Das ist nicht alles. Zusammen mit den mittelfristig beschlossenen Maßnahmen wiegt das Paket sogar 28 Milliarden Euro. Der größte Brocken ist dabei die weitgehende Abschaffung der kalten Progression, also der mangels Indexierung der Steuerstufen überproportional wachsenden Steuerlast auf Arbeitseinkommen. Vor allem die ÖVP hatte seit vielen Jahren eine Abschaffung dieser „Inflationssteuer“ versprochen, aber dann doch lieber aus den Mehreinnahmen alle paar Jahre wählerwirksam vermarktbare Steuerentlastungspakete geschnürt. Jetzt aber wird Ernst gemacht: Erstmals am 1. Januar 2023 und dann jährlich werden die Steuerstufen an die Inflation angepasst.
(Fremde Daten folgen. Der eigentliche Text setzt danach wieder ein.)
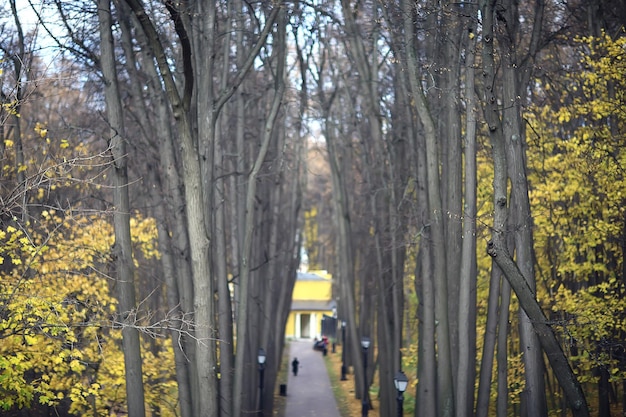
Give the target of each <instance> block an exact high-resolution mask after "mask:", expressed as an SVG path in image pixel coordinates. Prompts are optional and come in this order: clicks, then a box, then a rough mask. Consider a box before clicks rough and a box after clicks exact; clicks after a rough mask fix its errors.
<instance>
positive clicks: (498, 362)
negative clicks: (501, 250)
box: [496, 266, 511, 417]
mask: <svg viewBox="0 0 626 417" xmlns="http://www.w3.org/2000/svg"><path fill="white" fill-rule="evenodd" d="M496 268H497V266H496ZM497 271H498V272H497V275H498V277H501V274H500V272H499V271H500V270H499V268H498V269H497ZM500 287H501V294H500V310H499V311H498V336H497V337H498V344H497V351H496V363H497V375H496V381H497V387H496V392H497V395H496V416H497V417H506V416H507V415H508V410H507V407H508V405H509V376H508V373H509V364H508V359H509V353H508V352H509V347H508V345H507V343H508V338H509V330H510V329H509V327H510V326H509V313H510V304H511V286H510V285H509V282H508V281H507V280H506V279H502V284H501V285H500Z"/></svg>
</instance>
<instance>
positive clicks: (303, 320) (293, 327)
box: [285, 271, 337, 339]
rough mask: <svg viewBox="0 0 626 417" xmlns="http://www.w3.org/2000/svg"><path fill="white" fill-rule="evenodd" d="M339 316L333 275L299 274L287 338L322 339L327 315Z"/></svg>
mask: <svg viewBox="0 0 626 417" xmlns="http://www.w3.org/2000/svg"><path fill="white" fill-rule="evenodd" d="M336 314H337V307H336V303H335V301H334V300H333V290H332V277H331V276H330V274H328V272H326V271H308V272H298V276H297V278H296V284H295V286H294V288H293V295H292V298H291V312H290V313H289V318H288V319H287V327H286V328H285V337H286V338H296V339H313V338H317V339H319V338H320V337H321V336H322V319H323V318H324V316H329V317H335V316H336Z"/></svg>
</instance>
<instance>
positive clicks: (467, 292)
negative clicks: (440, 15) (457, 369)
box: [452, 25, 477, 417]
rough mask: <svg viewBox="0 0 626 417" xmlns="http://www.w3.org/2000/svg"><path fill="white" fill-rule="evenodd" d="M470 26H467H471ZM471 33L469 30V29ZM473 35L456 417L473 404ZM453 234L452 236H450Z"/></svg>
mask: <svg viewBox="0 0 626 417" xmlns="http://www.w3.org/2000/svg"><path fill="white" fill-rule="evenodd" d="M472 27H473V25H472V26H470V28H472ZM470 33H472V31H470ZM475 48H476V38H474V39H472V40H471V41H470V43H469V45H468V46H467V48H466V49H465V51H466V52H465V109H466V124H465V201H464V212H463V245H462V251H461V263H460V270H459V273H460V279H459V281H460V282H459V305H458V315H459V316H458V329H459V349H458V358H459V359H458V367H457V369H458V371H457V390H456V415H457V417H465V416H469V415H471V414H472V412H473V405H474V396H473V395H474V378H472V376H473V375H474V372H473V369H474V368H475V367H476V361H475V360H474V354H475V349H472V344H473V341H474V339H473V338H472V337H471V334H470V332H471V331H472V330H471V329H475V328H476V322H475V321H472V317H475V313H474V314H472V310H474V311H475V309H476V300H475V299H474V300H472V298H471V297H472V287H475V285H476V284H475V281H476V211H477V210H476V187H477V185H476V184H477V179H476V177H477V174H476V107H477V103H476V100H475V92H474V80H475V75H474V62H475ZM452 238H454V236H452Z"/></svg>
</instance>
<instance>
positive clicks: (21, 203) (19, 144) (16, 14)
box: [0, 0, 29, 223]
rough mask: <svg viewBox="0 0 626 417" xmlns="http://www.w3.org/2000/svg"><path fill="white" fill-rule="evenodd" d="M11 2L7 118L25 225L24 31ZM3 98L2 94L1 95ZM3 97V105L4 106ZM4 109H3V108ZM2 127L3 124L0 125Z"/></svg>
mask: <svg viewBox="0 0 626 417" xmlns="http://www.w3.org/2000/svg"><path fill="white" fill-rule="evenodd" d="M10 2H11V14H12V15H13V20H14V21H15V27H16V29H17V36H18V44H17V47H18V48H19V51H18V52H17V53H16V54H12V53H10V51H4V52H5V55H6V56H10V58H9V59H10V60H11V62H12V63H13V69H14V71H15V85H14V86H13V88H14V99H13V103H14V104H13V103H11V104H12V105H11V106H10V108H11V111H10V114H9V118H10V119H11V120H12V121H13V129H12V130H13V144H14V145H13V146H14V148H15V175H16V179H17V183H18V189H19V190H20V203H19V207H20V211H21V213H20V214H21V220H22V222H23V223H26V221H27V220H28V204H26V203H27V202H28V194H29V193H28V189H29V186H28V184H27V183H26V169H25V168H26V161H25V159H24V145H23V143H22V122H21V118H20V117H21V116H20V112H21V108H22V104H23V100H24V81H23V80H24V77H25V74H26V73H27V71H26V70H25V68H26V64H27V62H26V49H25V45H26V43H25V42H26V41H25V39H24V31H23V29H22V23H21V21H20V18H19V15H18V10H17V6H16V4H15V0H10ZM3 96H4V94H3ZM4 99H5V97H3V103H2V104H4ZM3 109H4V108H3ZM2 125H3V126H4V123H2ZM0 140H2V141H4V136H2V137H1V138H0ZM3 146H4V145H3Z"/></svg>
Nur der ab einer Million Euro Jahreseinkommen geltende Spitzensteuersatz von 55 Prozent wird von der Indexierung ausgenommen.

Mit dem Milliardenpaket befeuert die Regierung freilich zusätzlich die Inflation. Denn die so angekurbelte Nachfrage stößt in manchen von Lieferproblemen und Fachkräftemangel geplagten Branchen sogar auf ein schwächelndes Angebot. Die Regierung hofft aber, mit dem laut Kanzler Nehammer „Riesenvolumen“ an Entlastung die gefürchtete Lohn-Preis-Spirale zu verhindern. Dafür wäre freilich Zurückhaltung der Gewerkschaften bei der im Herbst anstehenden Lohnrunde erforderlich. Die Bundesregierung will die Arbeitnehmer dazu auch mit völlig steuer- und abgabenfreien Boni bis zu 3.000 Euro jährlich ermuntern, die Unternehmen ihren Mitarbeitern auszahlen können. Der Gewerkschaftsbund ÖGB begrüßte diese Option auch, warnte aber davor, im Gegenzug Zurückhaltung bei den Lohn- und Gehaltsforderungen zu erwarten. ÖGB-Präsident Wolfgang Katzian sieht in den Einmalzahlungen keine nachhaltige Lösung und fordert eine Mietpreis-Regulierung, die Senkung der Mehrwertsteuer auf Lebensmittel und der Mineralölsteuer sowie eine Besteuerung von Übergewinnen der Energiebetriebe.

Auch die oppositionelle SPÖ kritisiert, dass das Anti-Teuerungspaket zu 85 Prozent durch Steuern auf Arbeit und Konsum, also von arbeitenden Menschen selbst finanziert wird. Alleine die teilstaatlichen Energiekonzerne OMV und Verbund hätten „sechs Milliarden Euro an Übergewinnen, die ihnen nicht zustehen“, beklagt SPÖ-Finanzsprecher Jan Krainer. Eigentlich hatte Kanzler Nehammer selbst vor Kurzem eine Abschöpfung der Gewinne von Strom- und Gaskonzernen angekündigt. Nachdem auch eigene Parteifreunde verschnupft auf diese „sozialistische“ Forderung reagiert hatten, ist es allerdings darum schnell wieder still geworden.